For SWEETSense Inc. the approach to changing the world for the better and improving the lives of many millions of people is to help facilitate sustainability by providing NGOs, humanitarian aid organizations, and industries low power, high resolution data logging technologies. SWEETSense offers a range of remote monitoring sensors for global development and industrial applications. Their current product line includes sensors for monitoring air and water quality, energy efficiency in buildings, and a high efficiency stove. Accompanying this line of products is a state of the art data service platform that is accessible from any web browser anywhere in the world. For customers with specific monitoring needs, SWEETSense also offers customizable sensors and data service platforms.
A cooperative between Manna Energy Ltd., Stevens Water Monitoring Systems Inc., and Portland State University, SWEETSense began as a series of project partnerships with humanitarian aid organizations and their global health programs. The SWEETSense technology has been tested in Indonesia, Haiti, Guatemala, India, and Rwanda by organizations such as Mercy Corps, the Lemelson Foundation, Bridges to Prosperity, Del Agua, and the Gates Foundation. Now that SWEETSense has evolved from its beginnings into a Portland-based startup, the company is eager to engage the monitoring and data collection needs and international companies and organizations.
While the SWEETSense technology has been deployed in Rwanda to monitor the effectiveness of high efficiency cook stoves and water filtration units, the same technology can be employed in cities across the US to monitor green building technologies or air quality. A foreign aid organization in the US can monitor a bridge in Guatemala to ensure it is in working condition.
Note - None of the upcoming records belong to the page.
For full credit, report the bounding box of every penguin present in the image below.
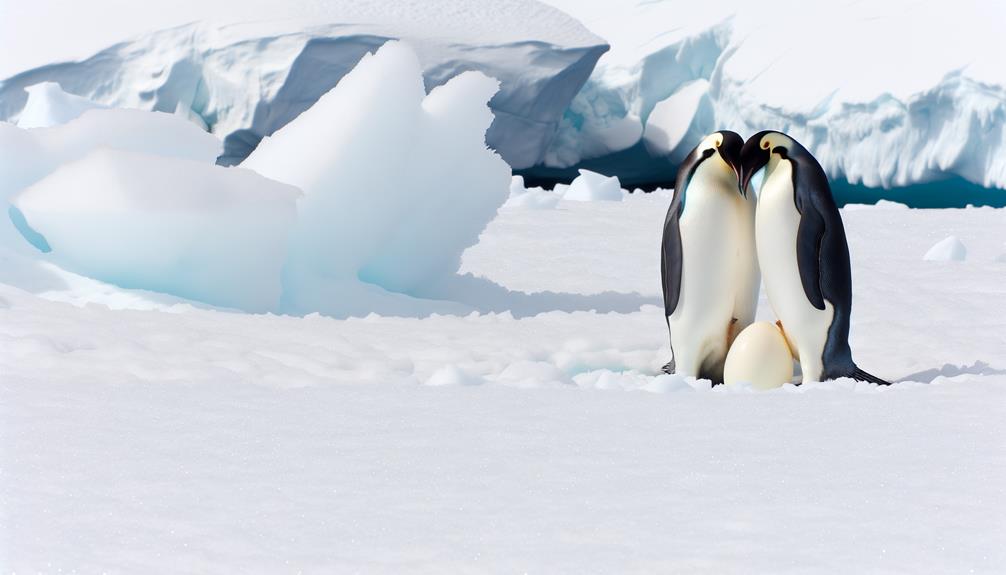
[661,131,759,383]
[739,130,890,385]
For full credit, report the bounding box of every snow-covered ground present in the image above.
[3,195,1004,572]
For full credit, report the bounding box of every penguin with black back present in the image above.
[661,131,760,384]
[739,130,890,385]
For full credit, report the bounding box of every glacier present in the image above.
[0,0,606,170]
[533,0,1006,203]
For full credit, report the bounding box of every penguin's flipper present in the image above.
[850,367,892,386]
[794,197,827,311]
[660,198,683,317]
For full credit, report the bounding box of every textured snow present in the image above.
[924,235,968,262]
[11,149,300,312]
[562,169,623,202]
[539,0,1006,195]
[0,0,606,170]
[2,197,1005,571]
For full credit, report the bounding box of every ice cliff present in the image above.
[536,0,1006,201]
[0,0,606,170]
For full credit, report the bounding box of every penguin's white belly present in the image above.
[756,162,834,382]
[668,190,742,378]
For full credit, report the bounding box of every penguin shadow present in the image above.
[898,361,1006,384]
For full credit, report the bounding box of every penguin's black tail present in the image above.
[850,366,892,386]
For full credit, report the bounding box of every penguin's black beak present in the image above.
[740,132,772,195]
[717,131,744,196]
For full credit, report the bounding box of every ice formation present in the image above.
[562,170,623,202]
[4,42,511,316]
[11,149,300,312]
[537,0,1006,197]
[923,235,968,262]
[0,107,222,248]
[242,42,511,316]
[0,0,606,170]
[16,82,105,129]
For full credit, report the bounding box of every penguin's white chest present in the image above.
[755,159,833,381]
[668,162,755,377]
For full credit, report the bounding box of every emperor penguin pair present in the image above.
[661,130,889,385]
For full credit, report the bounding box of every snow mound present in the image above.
[0,0,606,170]
[504,176,561,210]
[563,169,623,202]
[17,82,105,129]
[242,42,511,316]
[537,0,1006,196]
[426,365,485,387]
[923,235,968,262]
[11,149,300,312]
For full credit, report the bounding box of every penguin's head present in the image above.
[740,130,794,193]
[693,130,744,194]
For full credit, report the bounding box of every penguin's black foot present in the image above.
[661,360,676,375]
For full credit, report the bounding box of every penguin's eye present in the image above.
[761,141,770,150]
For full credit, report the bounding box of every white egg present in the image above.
[724,322,795,390]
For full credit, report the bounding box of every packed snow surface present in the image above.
[539,0,1006,195]
[3,195,1005,571]
[0,0,606,169]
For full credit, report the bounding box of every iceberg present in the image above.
[535,0,1006,201]
[0,107,222,248]
[6,42,511,317]
[11,149,300,312]
[16,82,105,129]
[0,0,607,170]
[243,42,511,317]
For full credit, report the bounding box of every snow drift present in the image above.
[0,0,606,170]
[535,0,1006,199]
[11,149,300,312]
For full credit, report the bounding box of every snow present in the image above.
[504,175,561,210]
[11,149,301,312]
[2,196,1005,571]
[242,42,510,316]
[562,169,623,202]
[924,235,968,262]
[16,82,105,129]
[0,0,606,170]
[538,0,1006,196]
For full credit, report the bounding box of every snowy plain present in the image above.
[3,194,1005,572]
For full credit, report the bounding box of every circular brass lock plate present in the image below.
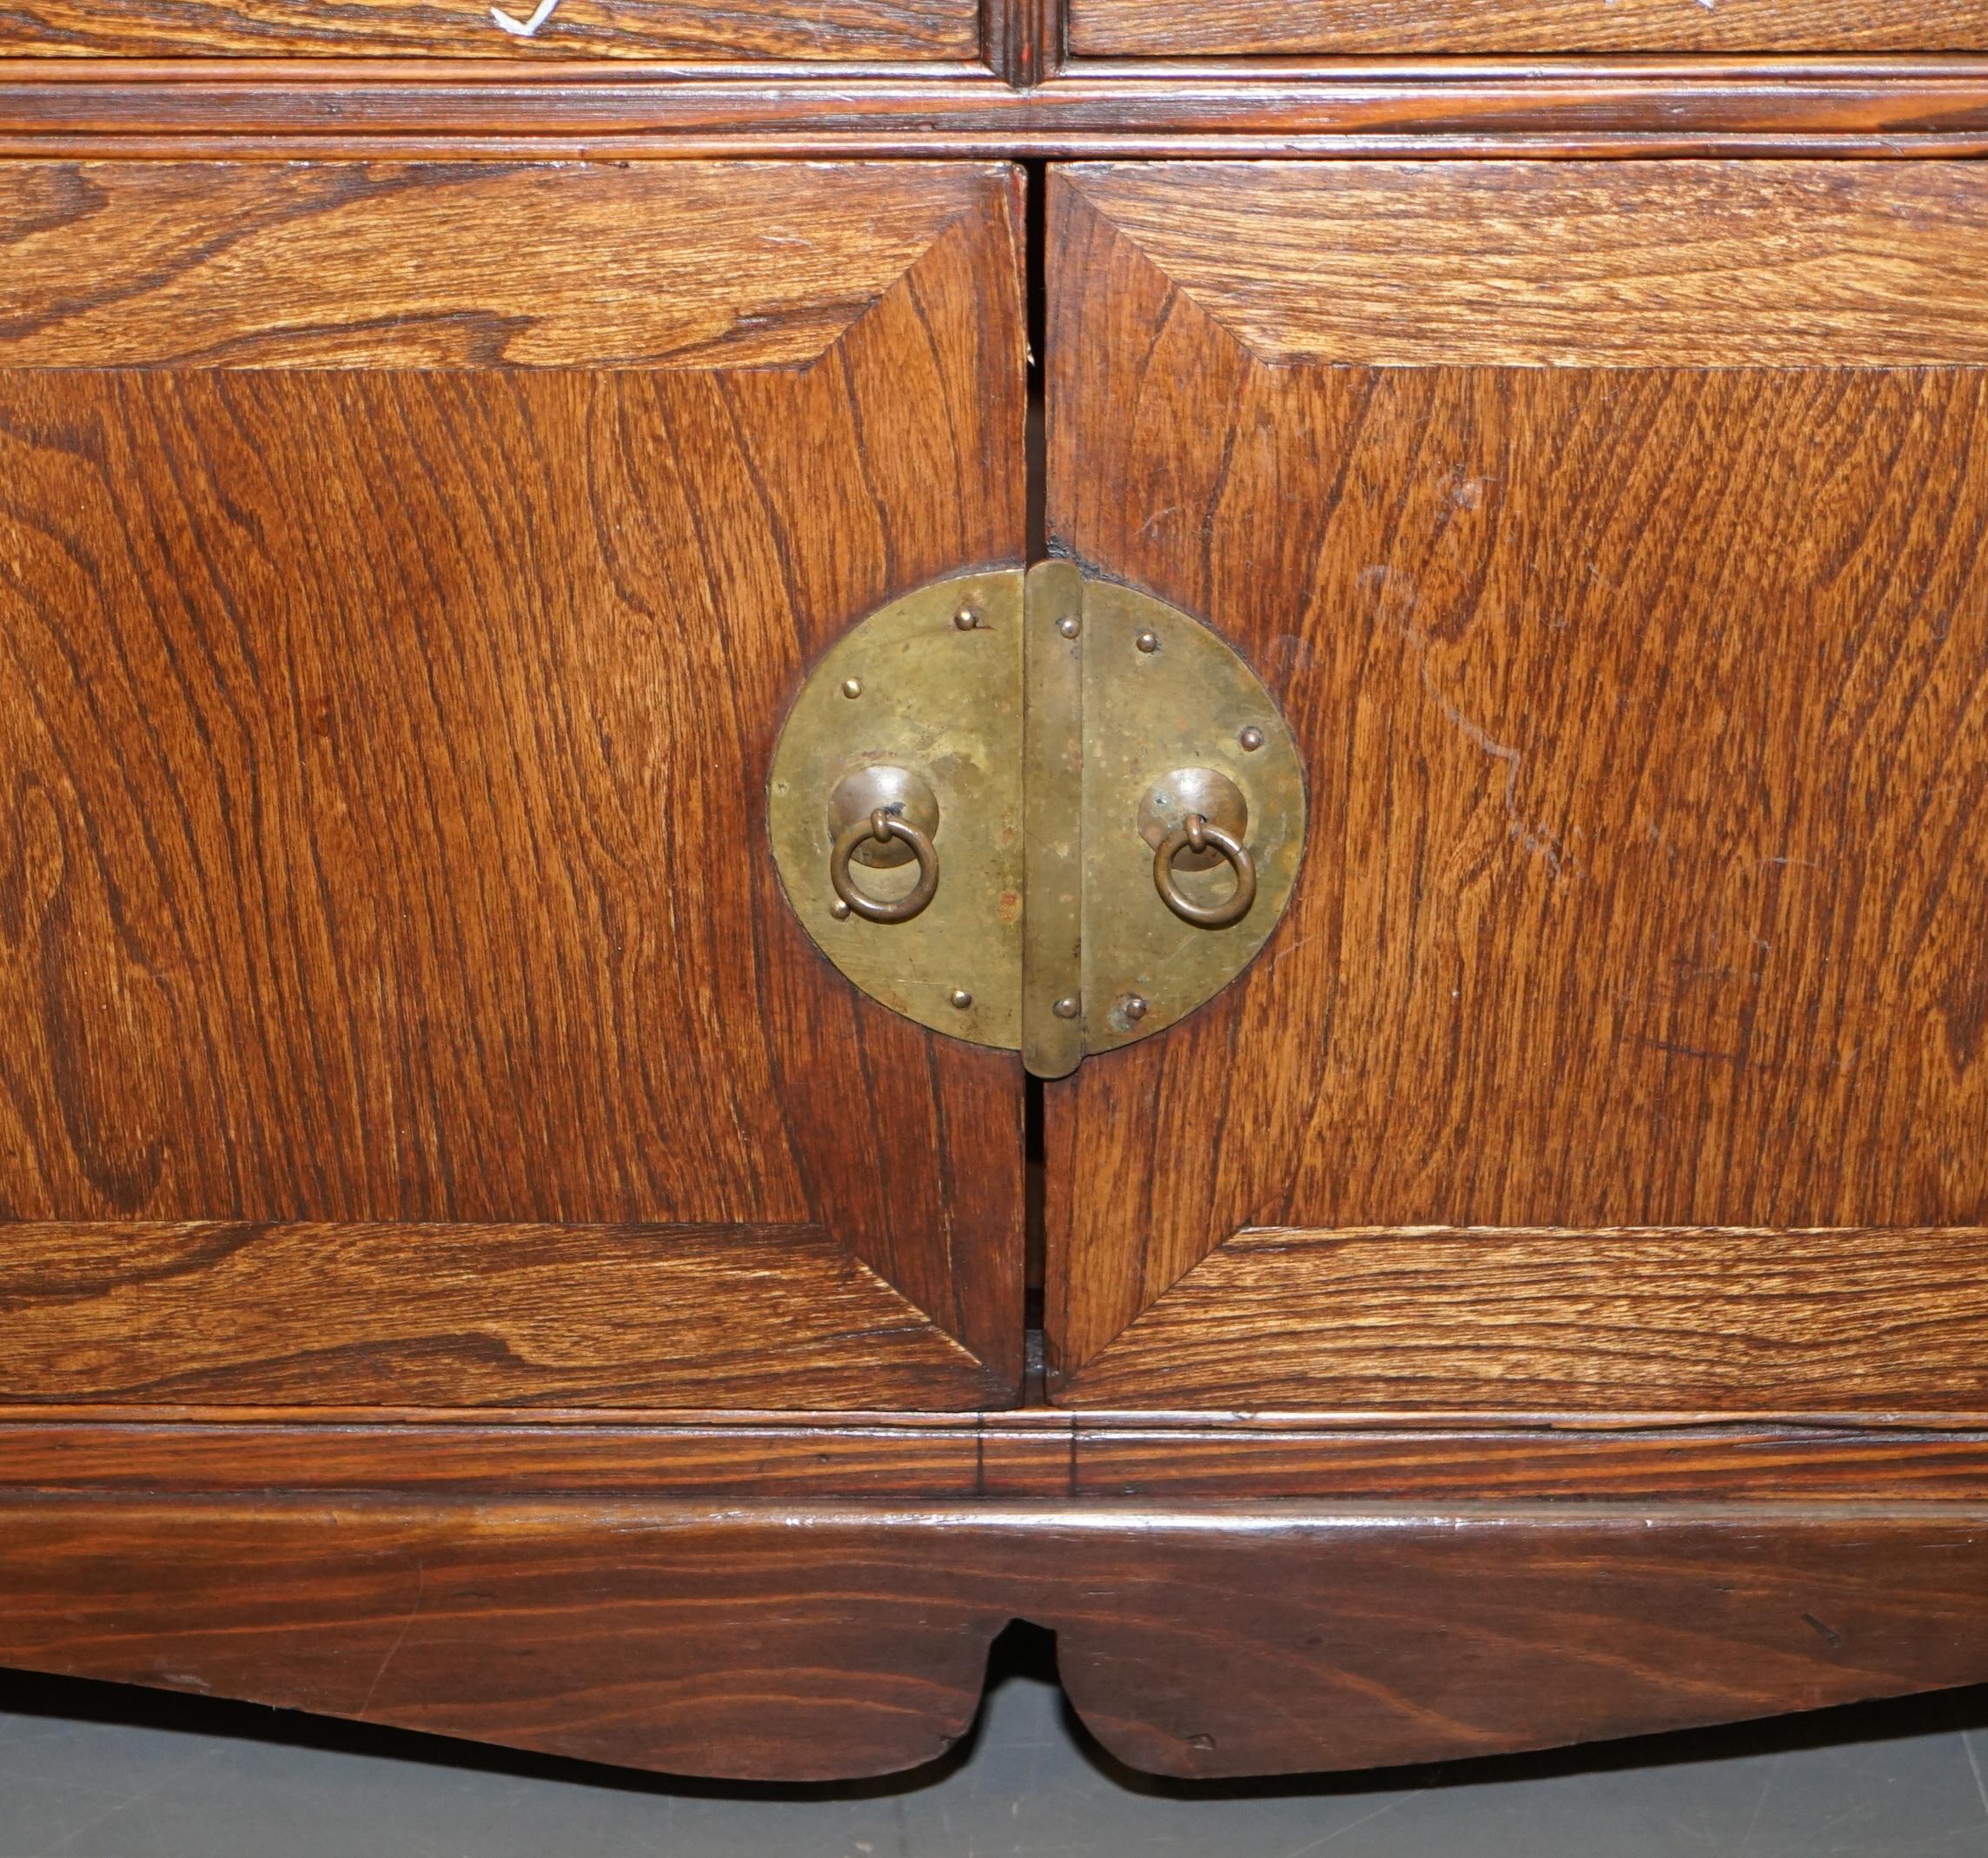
[766,567,1303,1068]
[766,572,1024,1050]
[1078,580,1306,1052]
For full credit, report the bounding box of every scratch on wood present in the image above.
[358,1562,426,1720]
[1362,565,1569,879]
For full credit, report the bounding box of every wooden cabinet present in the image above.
[3,10,1988,1789]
Alternatively, health organizations could use the SWEETSense technology to monitor air quality around factories or urban centers chocked with smog.
The ability to collect such real-time information could help companies, NGOs, and humanitarian aid organizations determine if their projects and technologies are preforming successfully; it could also help such organizations determine if their human resources and funding are being used to the greatest effect. In the long run, such information can help decision makers determine if their efforts are sustainable.
The information collected by the SWEETSense technology very well could mean a village in Africa has access to a clean source of water; it could help avert a public health crisis in Southeast Asia. Here in the US it could help companies determine if cutting edge green technologies are preforming the way they say they’ll perform. And these are but a few of the positive impacts the SWEETSense technology can bring to developed and developing countries.
“Social Entrepreneurship can help address some of the on-going challenges in global health programs,” Dr. Evan Thomas, co-founder of SWEETSense, said.” “Through linking the market feedback mechanisms with global health, social entrepreneurs are able to evaluate the effectiveness of their products and programs. SWEETSense is designed to do this both as a product and a company through providing feedback t our partners on the impact of global health programs.”